Show transcript [en]

Okay, we'll get started everyone. Um, so I'd like to introduce Steven Doyle with Build Your Own Threat Intelligence. Thank you, Stephen. >> Thank you. >> I just gave away the first few slides. Can you hear me? Okay, >> perfect. So, this is me and all my personalities. I ride motorbikes. This is me after a 10-day motorbike tour. That face is priceless. I love it. This is me and my new duck lips. This is me all the other time. I've worked in this place called Crowd Strike or Strike Crowd I believe was the last talk. Synopsis and Smith Group doing incident response security engineering and insider threat. I kind of got bored of working for other

people. This man who's not unfortunately here worked with me. Don't laugh, please. In all three of these places. And today, in all honesty, would have been the first time we ever met. So, I'm kind of disappointed he stood me up again. So, I decided I'd create a logo, create a website, call myself a founder because that's the cool thing to do these days. And if you can't tell, I've got some undiagnosed whatever. So, I'm not very commercially focused. So, I'm not a big fan of selling. So, I said, you know what? We'll call it open source. Make life easy. This is kind of the premise into our talk. I have a stick somewhere and a

chip on my shoulder when it comes to threat intelligence vendors, the procurement, the life cycle, and ultimately me being the end user having to deal with the output. What annoys me? People. Don't laugh. They're smiling. Okay. So depressing. [laughter] Um about threat intelligence in particular. No surprise. Sales, marketing, commercialization. We work in a security industry. I personally don't believe there's any room for ambiguity or confusing terms or making our job easier. or somebody coming in a year going do you do indicators of future attack we do IoC's zero day threat intelligence I'm going to look at wilco here because I kind of have my tail between my legs next gen so sucks the problem with nextgen is what happens

when the next gen comes out like oh last gen so suck thanks wo AI powered whatever I don't need to do that. This one is honestly where I ruffle the most feathers. I have logic behind it. I'm actually doing a talk on it.

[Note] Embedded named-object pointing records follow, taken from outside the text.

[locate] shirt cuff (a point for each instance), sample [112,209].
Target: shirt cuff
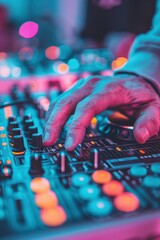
[146,65]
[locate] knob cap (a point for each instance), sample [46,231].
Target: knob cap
[37,141]
[28,123]
[36,165]
[94,157]
[10,119]
[18,144]
[31,131]
[11,126]
[15,132]
[63,161]
[26,117]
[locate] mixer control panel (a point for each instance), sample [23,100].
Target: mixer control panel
[107,184]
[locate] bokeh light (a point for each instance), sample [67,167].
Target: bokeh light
[60,67]
[5,71]
[16,72]
[3,56]
[52,52]
[26,53]
[28,29]
[119,63]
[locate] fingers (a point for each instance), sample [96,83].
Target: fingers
[147,123]
[84,113]
[60,112]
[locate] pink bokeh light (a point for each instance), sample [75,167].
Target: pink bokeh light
[28,29]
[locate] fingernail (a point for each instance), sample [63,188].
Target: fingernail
[144,133]
[69,142]
[46,137]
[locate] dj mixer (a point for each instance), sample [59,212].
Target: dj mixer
[107,188]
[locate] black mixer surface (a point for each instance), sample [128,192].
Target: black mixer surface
[107,188]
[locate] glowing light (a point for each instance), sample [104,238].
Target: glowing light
[8,112]
[54,216]
[119,63]
[73,64]
[80,179]
[114,188]
[127,202]
[99,207]
[44,102]
[40,185]
[46,200]
[16,72]
[28,29]
[65,51]
[61,67]
[101,176]
[26,53]
[5,71]
[52,52]
[3,55]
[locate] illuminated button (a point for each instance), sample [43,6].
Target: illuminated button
[142,151]
[126,202]
[90,135]
[8,161]
[6,171]
[99,207]
[40,185]
[3,135]
[89,192]
[113,188]
[46,199]
[60,145]
[152,181]
[155,168]
[138,171]
[2,214]
[80,179]
[94,120]
[101,176]
[118,149]
[4,144]
[53,217]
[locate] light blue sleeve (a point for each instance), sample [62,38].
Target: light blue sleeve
[144,57]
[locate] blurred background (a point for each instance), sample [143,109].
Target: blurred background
[61,36]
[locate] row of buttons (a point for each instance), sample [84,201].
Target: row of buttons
[100,205]
[51,213]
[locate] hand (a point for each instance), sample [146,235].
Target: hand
[130,94]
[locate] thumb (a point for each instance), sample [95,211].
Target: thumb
[147,123]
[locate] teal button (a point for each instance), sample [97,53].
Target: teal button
[138,171]
[80,179]
[155,168]
[89,192]
[2,214]
[99,207]
[152,182]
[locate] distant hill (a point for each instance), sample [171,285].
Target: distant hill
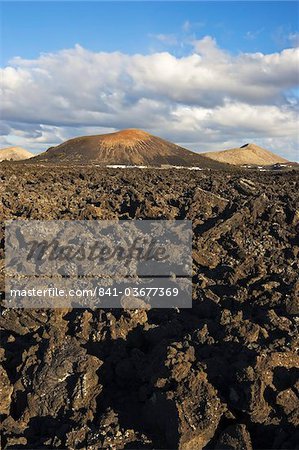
[14,154]
[250,154]
[126,147]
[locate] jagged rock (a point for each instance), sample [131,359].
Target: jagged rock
[235,437]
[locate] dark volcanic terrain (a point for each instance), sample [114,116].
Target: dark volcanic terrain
[222,375]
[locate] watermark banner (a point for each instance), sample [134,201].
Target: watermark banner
[104,264]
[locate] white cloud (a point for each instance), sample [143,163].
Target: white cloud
[204,100]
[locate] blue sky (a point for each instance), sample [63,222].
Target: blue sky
[206,75]
[29,28]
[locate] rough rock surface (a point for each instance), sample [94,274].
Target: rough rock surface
[223,375]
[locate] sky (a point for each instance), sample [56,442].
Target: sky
[206,75]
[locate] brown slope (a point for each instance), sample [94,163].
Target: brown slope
[129,147]
[14,154]
[247,154]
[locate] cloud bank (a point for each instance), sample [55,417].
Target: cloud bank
[207,100]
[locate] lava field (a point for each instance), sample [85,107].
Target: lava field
[222,375]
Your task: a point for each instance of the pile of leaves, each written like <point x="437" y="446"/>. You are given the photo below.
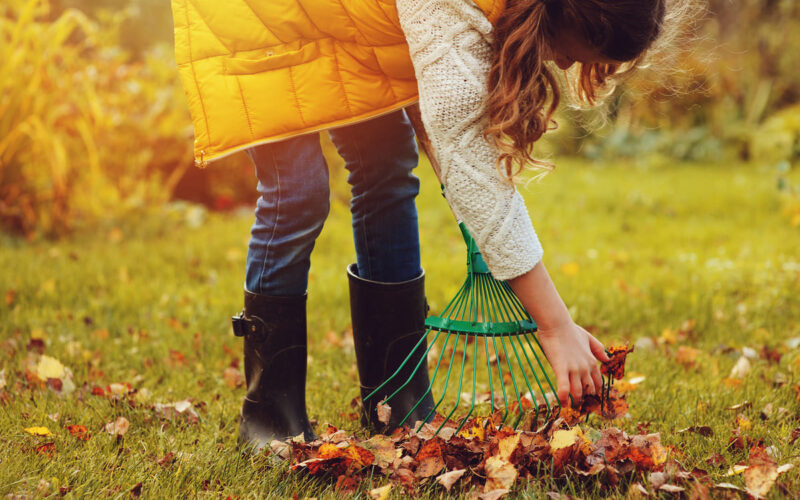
<point x="489" y="458"/>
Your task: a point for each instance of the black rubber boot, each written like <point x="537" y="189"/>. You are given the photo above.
<point x="388" y="321"/>
<point x="275" y="353"/>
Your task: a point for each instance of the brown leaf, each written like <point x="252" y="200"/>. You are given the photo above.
<point x="383" y="449"/>
<point x="500" y="474"/>
<point x="761" y="473"/>
<point x="79" y="431"/>
<point x="47" y="449"/>
<point x="494" y="494"/>
<point x="507" y="445"/>
<point x="233" y="378"/>
<point x="384" y="412"/>
<point x="449" y="478"/>
<point x="430" y="459"/>
<point x="361" y="457"/>
<point x="118" y="427"/>
<point x="381" y="493"/>
<point x="703" y="430"/>
<point x="671" y="488"/>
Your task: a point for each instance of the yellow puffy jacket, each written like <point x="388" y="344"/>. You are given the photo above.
<point x="258" y="71"/>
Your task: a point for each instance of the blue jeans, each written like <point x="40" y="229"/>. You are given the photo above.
<point x="380" y="155"/>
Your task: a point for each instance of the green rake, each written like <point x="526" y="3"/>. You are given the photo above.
<point x="484" y="311"/>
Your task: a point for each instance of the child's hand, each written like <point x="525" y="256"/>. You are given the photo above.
<point x="573" y="353"/>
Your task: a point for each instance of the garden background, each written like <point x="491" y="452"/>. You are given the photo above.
<point x="674" y="226"/>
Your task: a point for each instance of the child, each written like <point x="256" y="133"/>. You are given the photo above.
<point x="266" y="76"/>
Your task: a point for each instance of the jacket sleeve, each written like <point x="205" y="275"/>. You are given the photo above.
<point x="450" y="45"/>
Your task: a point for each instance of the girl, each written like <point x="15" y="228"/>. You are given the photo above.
<point x="266" y="76"/>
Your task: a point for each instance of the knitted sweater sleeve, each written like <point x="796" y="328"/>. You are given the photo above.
<point x="450" y="45"/>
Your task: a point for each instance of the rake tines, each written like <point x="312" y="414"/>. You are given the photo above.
<point x="485" y="311"/>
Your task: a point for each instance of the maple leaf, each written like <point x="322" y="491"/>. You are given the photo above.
<point x="382" y="447"/>
<point x="761" y="473"/>
<point x="79" y="431"/>
<point x="38" y="431"/>
<point x="449" y="478"/>
<point x="118" y="427"/>
<point x="500" y="474"/>
<point x="430" y="459"/>
<point x="384" y="412"/>
<point x="47" y="449"/>
<point x="381" y="493"/>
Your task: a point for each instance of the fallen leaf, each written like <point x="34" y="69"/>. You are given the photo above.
<point x="79" y="431"/>
<point x="494" y="494"/>
<point x="564" y="438"/>
<point x="49" y="367"/>
<point x="118" y="427"/>
<point x="671" y="488"/>
<point x="233" y="378"/>
<point x="381" y="493"/>
<point x="740" y="369"/>
<point x="500" y="474"/>
<point x="761" y="473"/>
<point x="430" y="459"/>
<point x="384" y="412"/>
<point x="38" y="431"/>
<point x="507" y="445"/>
<point x="703" y="430"/>
<point x="449" y="478"/>
<point x="47" y="449"/>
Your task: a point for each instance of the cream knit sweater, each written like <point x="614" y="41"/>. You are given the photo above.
<point x="450" y="42"/>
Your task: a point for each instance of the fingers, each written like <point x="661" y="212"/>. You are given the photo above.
<point x="563" y="388"/>
<point x="576" y="386"/>
<point x="597" y="378"/>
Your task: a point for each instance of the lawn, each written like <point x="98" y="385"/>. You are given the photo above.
<point x="695" y="264"/>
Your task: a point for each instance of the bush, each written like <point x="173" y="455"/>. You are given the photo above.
<point x="84" y="132"/>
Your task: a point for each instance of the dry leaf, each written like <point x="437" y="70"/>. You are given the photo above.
<point x="494" y="494"/>
<point x="79" y="431"/>
<point x="118" y="427"/>
<point x="500" y="474"/>
<point x="38" y="431"/>
<point x="761" y="474"/>
<point x="449" y="478"/>
<point x="507" y="445"/>
<point x="564" y="438"/>
<point x="740" y="369"/>
<point x="49" y="367"/>
<point x="381" y="493"/>
<point x="384" y="412"/>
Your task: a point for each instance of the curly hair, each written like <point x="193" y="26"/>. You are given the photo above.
<point x="523" y="90"/>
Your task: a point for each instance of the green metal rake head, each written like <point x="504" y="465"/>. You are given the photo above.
<point x="507" y="365"/>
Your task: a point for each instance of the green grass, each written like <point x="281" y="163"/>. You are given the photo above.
<point x="654" y="247"/>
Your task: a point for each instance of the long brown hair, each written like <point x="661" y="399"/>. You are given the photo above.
<point x="523" y="91"/>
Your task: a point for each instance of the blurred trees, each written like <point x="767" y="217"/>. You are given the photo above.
<point x="85" y="130"/>
<point x="93" y="120"/>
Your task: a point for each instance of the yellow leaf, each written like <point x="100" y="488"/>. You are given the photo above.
<point x="49" y="368"/>
<point x="563" y="439"/>
<point x="507" y="445"/>
<point x="669" y="336"/>
<point x="381" y="493"/>
<point x="38" y="431"/>
<point x="570" y="268"/>
<point x="49" y="286"/>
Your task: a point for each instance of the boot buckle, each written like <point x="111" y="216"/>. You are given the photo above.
<point x="247" y="327"/>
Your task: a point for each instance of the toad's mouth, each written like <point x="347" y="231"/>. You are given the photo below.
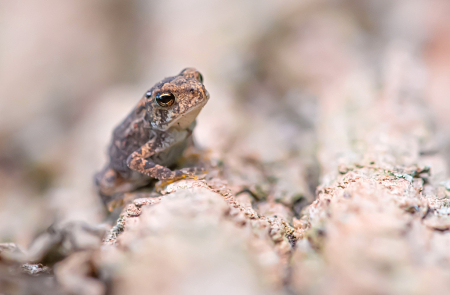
<point x="184" y="121"/>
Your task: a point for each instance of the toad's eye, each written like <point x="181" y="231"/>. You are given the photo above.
<point x="165" y="99"/>
<point x="200" y="77"/>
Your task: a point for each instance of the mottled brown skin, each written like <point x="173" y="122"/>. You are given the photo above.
<point x="153" y="136"/>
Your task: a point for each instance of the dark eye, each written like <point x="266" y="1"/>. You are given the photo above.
<point x="165" y="99"/>
<point x="200" y="77"/>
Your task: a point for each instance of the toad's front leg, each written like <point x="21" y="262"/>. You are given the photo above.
<point x="139" y="161"/>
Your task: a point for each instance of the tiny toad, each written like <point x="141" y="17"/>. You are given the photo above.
<point x="154" y="135"/>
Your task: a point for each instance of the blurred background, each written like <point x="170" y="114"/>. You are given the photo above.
<point x="71" y="70"/>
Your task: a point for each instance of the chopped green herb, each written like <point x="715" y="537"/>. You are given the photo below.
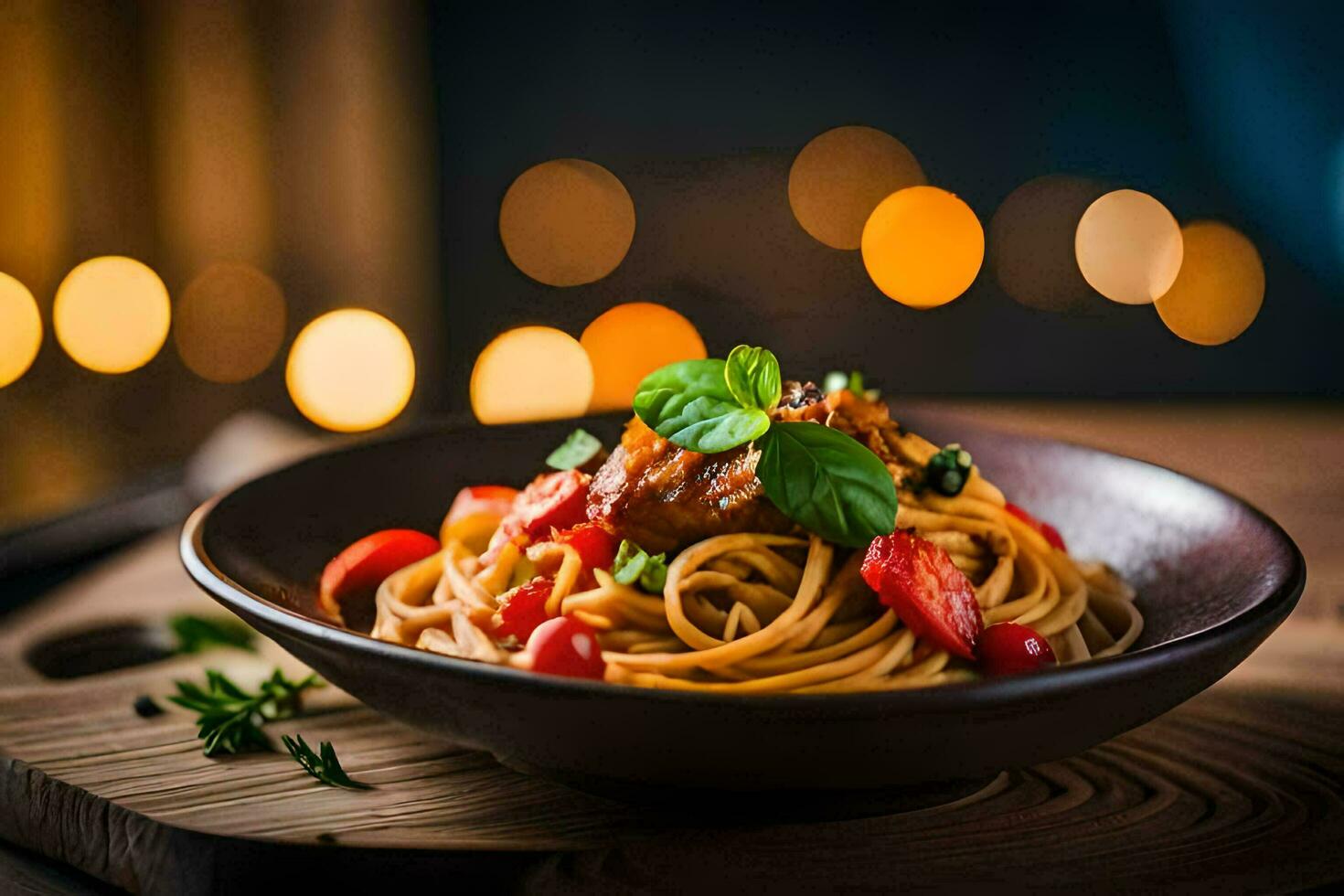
<point x="230" y="719"/>
<point x="574" y="452"/>
<point x="948" y="470"/>
<point x="634" y="564"/>
<point x="839" y="379"/>
<point x="197" y="633"/>
<point x="325" y="766"/>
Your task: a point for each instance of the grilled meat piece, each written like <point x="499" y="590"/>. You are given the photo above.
<point x="664" y="497"/>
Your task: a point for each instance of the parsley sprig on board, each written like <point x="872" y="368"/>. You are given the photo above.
<point x="323" y="764"/>
<point x="230" y="719"/>
<point x="197" y="633"/>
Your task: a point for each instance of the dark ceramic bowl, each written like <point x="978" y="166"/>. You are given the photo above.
<point x="1214" y="575"/>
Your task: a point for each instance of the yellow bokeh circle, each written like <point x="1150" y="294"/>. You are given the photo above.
<point x="229" y="323"/>
<point x="351" y="369"/>
<point x="923" y="246"/>
<point x="112" y="315"/>
<point x="531" y="374"/>
<point x="1220" y="289"/>
<point x="20" y="329"/>
<point x="628" y="343"/>
<point x="841" y="175"/>
<point x="566" y="222"/>
<point x="1128" y="248"/>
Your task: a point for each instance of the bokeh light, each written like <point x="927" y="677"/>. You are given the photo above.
<point x="531" y="374"/>
<point x="1220" y="289"/>
<point x="351" y="369"/>
<point x="628" y="343"/>
<point x="112" y="315"/>
<point x="1128" y="248"/>
<point x="841" y="175"/>
<point x="20" y="329"/>
<point x="229" y="323"/>
<point x="1031" y="242"/>
<point x="923" y="246"/>
<point x="566" y="222"/>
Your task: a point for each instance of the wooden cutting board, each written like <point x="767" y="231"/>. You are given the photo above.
<point x="1240" y="787"/>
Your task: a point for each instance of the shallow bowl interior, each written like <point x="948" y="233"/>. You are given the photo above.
<point x="1215" y="577"/>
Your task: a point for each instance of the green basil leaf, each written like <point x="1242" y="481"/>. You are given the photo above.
<point x="839" y="379"/>
<point x="835" y="380"/>
<point x="574" y="452"/>
<point x="827" y="483"/>
<point x="635" y="564"/>
<point x="752" y="377"/>
<point x="689" y="404"/>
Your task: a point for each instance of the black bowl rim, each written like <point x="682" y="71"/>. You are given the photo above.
<point x="980" y="693"/>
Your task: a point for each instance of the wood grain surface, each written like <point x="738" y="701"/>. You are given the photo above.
<point x="1240" y="789"/>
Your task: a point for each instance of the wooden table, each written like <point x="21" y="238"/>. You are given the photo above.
<point x="1240" y="789"/>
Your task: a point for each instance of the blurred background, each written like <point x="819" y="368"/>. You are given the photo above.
<point x="265" y="163"/>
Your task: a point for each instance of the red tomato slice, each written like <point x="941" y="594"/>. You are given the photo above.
<point x="566" y="646"/>
<point x="523" y="609"/>
<point x="595" y="546"/>
<point x="476" y="513"/>
<point x="552" y="501"/>
<point x="1008" y="647"/>
<point x="917" y="579"/>
<point x="549" y="501"/>
<point x="1047" y="531"/>
<point x="363" y="566"/>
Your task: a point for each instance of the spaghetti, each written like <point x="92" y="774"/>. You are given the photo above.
<point x="771" y="613"/>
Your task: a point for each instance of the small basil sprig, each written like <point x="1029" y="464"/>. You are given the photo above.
<point x="827" y="483"/>
<point x="574" y="452"/>
<point x="818" y="477"/>
<point x="322" y="763"/>
<point x="689" y="404"/>
<point x="634" y="564"/>
<point x="948" y="470"/>
<point x="752" y="378"/>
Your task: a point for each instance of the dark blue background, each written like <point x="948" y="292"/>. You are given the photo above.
<point x="1220" y="109"/>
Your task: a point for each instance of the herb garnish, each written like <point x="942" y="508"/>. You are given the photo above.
<point x="325" y="766"/>
<point x="817" y="475"/>
<point x="634" y="564"/>
<point x="948" y="470"/>
<point x="230" y="719"/>
<point x="574" y="452"/>
<point x="197" y="633"/>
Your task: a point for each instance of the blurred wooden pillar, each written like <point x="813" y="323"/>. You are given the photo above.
<point x="212" y="160"/>
<point x="357" y="188"/>
<point x="34" y="195"/>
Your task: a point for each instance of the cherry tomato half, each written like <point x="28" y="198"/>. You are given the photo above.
<point x="552" y="501"/>
<point x="566" y="646"/>
<point x="917" y="579"/>
<point x="549" y="501"/>
<point x="476" y="513"/>
<point x="595" y="546"/>
<point x="363" y="566"/>
<point x="523" y="609"/>
<point x="1007" y="647"/>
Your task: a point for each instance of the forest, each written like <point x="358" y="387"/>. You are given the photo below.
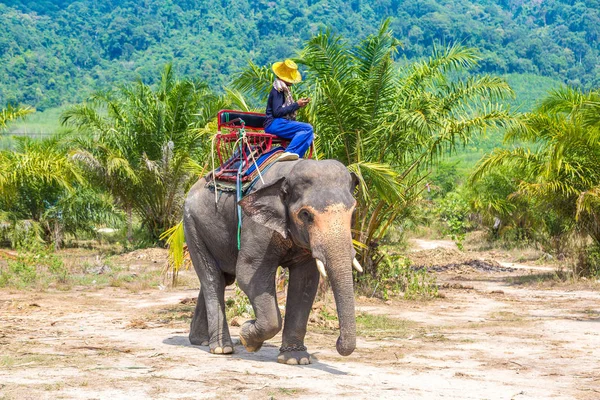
<point x="57" y="52"/>
<point x="455" y="198"/>
<point x="126" y="157"/>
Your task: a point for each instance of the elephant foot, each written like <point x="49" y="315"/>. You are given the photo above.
<point x="250" y="345"/>
<point x="293" y="355"/>
<point x="222" y="350"/>
<point x="198" y="341"/>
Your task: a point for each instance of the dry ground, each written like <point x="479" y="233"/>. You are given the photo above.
<point x="495" y="334"/>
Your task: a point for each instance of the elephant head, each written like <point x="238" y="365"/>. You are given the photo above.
<point x="313" y="206"/>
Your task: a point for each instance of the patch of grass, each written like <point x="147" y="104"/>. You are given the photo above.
<point x="238" y="305"/>
<point x="36" y="266"/>
<point x="382" y="326"/>
<point x="395" y="276"/>
<point x="505" y="316"/>
<point x="544" y="277"/>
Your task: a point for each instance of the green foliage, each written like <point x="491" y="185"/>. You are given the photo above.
<point x="43" y="194"/>
<point x="174" y="238"/>
<point x="554" y="173"/>
<point x="387" y="124"/>
<point x="11" y="113"/>
<point x="141" y="143"/>
<point x="589" y="262"/>
<point x="454" y="211"/>
<point x="239" y="305"/>
<point x="35" y="265"/>
<point x="395" y="276"/>
<point x="53" y="51"/>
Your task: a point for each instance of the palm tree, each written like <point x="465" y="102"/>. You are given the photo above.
<point x="11" y="113"/>
<point x="42" y="190"/>
<point x="141" y="144"/>
<point x="556" y="153"/>
<point x="386" y="123"/>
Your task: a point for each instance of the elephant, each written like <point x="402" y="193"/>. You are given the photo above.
<point x="300" y="218"/>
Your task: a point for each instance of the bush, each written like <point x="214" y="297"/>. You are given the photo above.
<point x="454" y="211"/>
<point x="588" y="264"/>
<point x="395" y="276"/>
<point x="36" y="266"/>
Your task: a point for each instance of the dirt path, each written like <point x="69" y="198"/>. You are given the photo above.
<point x="489" y="337"/>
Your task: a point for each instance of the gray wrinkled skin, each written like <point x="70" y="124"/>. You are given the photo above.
<point x="303" y="211"/>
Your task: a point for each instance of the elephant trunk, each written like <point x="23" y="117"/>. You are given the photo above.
<point x="340" y="276"/>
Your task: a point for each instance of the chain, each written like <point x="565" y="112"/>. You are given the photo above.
<point x="294" y="347"/>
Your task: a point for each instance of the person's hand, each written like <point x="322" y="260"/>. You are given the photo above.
<point x="303" y="102"/>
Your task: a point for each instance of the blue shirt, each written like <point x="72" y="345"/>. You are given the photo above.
<point x="276" y="108"/>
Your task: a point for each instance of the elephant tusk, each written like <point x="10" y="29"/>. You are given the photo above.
<point x="356" y="265"/>
<point x="321" y="268"/>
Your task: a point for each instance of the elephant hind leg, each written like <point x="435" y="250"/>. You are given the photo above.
<point x="199" y="326"/>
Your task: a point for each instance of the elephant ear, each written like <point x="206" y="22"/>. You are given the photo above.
<point x="266" y="207"/>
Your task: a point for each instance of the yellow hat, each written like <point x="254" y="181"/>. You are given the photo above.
<point x="287" y="71"/>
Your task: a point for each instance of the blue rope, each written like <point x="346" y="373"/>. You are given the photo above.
<point x="238" y="186"/>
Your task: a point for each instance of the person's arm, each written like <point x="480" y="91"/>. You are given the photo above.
<point x="279" y="110"/>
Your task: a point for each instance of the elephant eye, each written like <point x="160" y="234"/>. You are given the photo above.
<point x="305" y="215"/>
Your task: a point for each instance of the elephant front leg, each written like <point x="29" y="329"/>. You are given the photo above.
<point x="259" y="285"/>
<point x="199" y="325"/>
<point x="302" y="288"/>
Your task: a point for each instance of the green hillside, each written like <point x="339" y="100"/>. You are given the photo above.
<point x="56" y="51"/>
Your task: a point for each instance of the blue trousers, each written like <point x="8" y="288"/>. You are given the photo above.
<point x="300" y="133"/>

Why do we need to say actionable threat intelligence? And the most argument I get here is, "Oh, well, we're just not going to action it today. We'll do it next week. We'll do it tomorrow." Okay. strategic threat intelligence, operational, tactical. If it's not actionable, in my view, it's data, not intelligence. I don't know if you can see the part at the bottom. If you can't, don't worry. Thanks Mom. So, what's threat intelligence? My definition, threat intelligence is actionable data. So actionable threat intelligence must be actionable actionable data. If I were to get into data versus intelligence, I never started my timer. Minus five. On the left, a lot of you have probably seen if you do brand abuse or monitoring

is a list of newly registered domains pulled from the icon 236,000. Cool. That's data, not intelligence. Here we're looking through the same newly registered domains, but now we're looking for domains that include Binance because let's pretend we're Binance. Still not intelligence. We're scoping our data. This is actionable data or some people call it intelligence. What is it? You have no idea because we've done analysis. Now, this is where the talk begins. It gets technical. I'm going to try make sense, be consistent. It's going to pick up the pace here. We take all of the 230,000 newly registered domains. And then we very simply sandbox them. So, URL scan, I assume everyone's heard of that. Cool. I know you all have. So we'll URL

scan them all. We get new data points. We'll call this enriching or data. And then once we get all of them data points, the next question is okay, more data, scope data, enriched data. How do we make threat intelligence? There's questions that need to be answered. What's a threat? What's a risk to your business? What do you do? Why do you do it? How do you do it? Who do you do it to? So for example, crowd strike synopsis group crowd strike everywhere I worked was internal. I never got a customerf facing job. Make up your own reason why. So crowd strike endpoint edr system level route more than root sorry system level privileges. Solar winds if anyone was unfortunate

enough to deal with that. Okay. Pone crowd strike. We pone the white house. It's not a secret that that it sits in the oval office. Synopsis is the application layer. I know there's some people probably here from Blackduck application layer for a semiconductor industry. I apologize if I get this wrong, but if Nvidia, Apple, Nvidia want to make their new chip. We're going to use Synopsis and we're going to go that's the best way to make that chip. Put transistors on the silicone. Full stop. Again, I apologize if I got that wrong. So okay imagine solar winds before the semiconductor supply chain let's pone synopsis whenever we compile that file for the foundry do that threat actor magic and insert a

hardware back door that's the risk there CME group cyber security vendors now win fintech awards we've threat risk models financial companies so much so I'm not going to get into that but today we're Bance So, we might get into that. And here's some of the risks. Simply put, we're a consumerf facing financial app. Depending on the market and who we are, we're either heavily regulated or heavily unregulated. So, we'll run through this. So, Binance says, "We may have an interest in protecting our users." No problem. We say, "Happy days. Let's build the pipeline, find these malicious campaigns." Then we're all in agreement. Comes the budget. No issues there. Here's your budget, mate. Get to work.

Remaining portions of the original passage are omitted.